Radovan Karadzic’s face is everywhere. The photos are no longer the mug shots of a wanted man, but a strange collection of images showing the transformation from his old to his new persona – from confident commander to gentle (appearing) guru. And the reactions to his arrest are just as diverse – many of you will have read about the pro-Karadzic rallies that have been going on here in Belgrade. The protests were held in the center of the city, in Republic Square, which is where Women in Black also hold their street actions – however these were no silent vigils. The raucous crowd spilled out into the surrounding streets, and a B-92 cameraman was assaulted two blocks away from my apartment, on one of the routes I take to work.
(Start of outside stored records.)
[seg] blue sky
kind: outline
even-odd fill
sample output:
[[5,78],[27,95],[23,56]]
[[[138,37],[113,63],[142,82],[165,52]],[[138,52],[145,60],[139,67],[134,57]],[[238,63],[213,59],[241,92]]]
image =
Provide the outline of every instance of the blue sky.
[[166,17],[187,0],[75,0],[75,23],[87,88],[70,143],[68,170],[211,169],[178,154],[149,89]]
For the first few turbulent days after the arrest, I was traveling with Women in Black in northwestern Bosnia (more on that in the next post); when I came back to Belgrade, it felt like the city had changed. Standing with colleagues, looking at television footage of the marching crowd, the familiar scenery of Belgrade’s city center appeared transformed. I realized that, as with a person, there are sides of a city that you don’t get to see until you are around them for a while.
I feel I must also include a link to this opinion piece in the Moscow News (an English-language weekly in Russia), because it explains the perspective of many of those protesting the arrest of Karadzic as unfair. It would be hypocritical to ignore it. You can then read Women in Black’s position on the arrest in this Advocacy Project News Bulletin about the reaction of Balkan peace activists to the Karadzic’s arrest. Although the majority of public opinion probably lies somewhere in between these two examples, it really illustrates how radical Women in Black are; it is easy for the New York Times or the BBC to hail Karadzic’s arrest as long-awaited justice, but here in Serbia, that point of view is far from popular.
Finally, I want to add that people in cafés and markets have been as gracious as ever to me, even when I reply “iz Amerike” to their question about where I come from.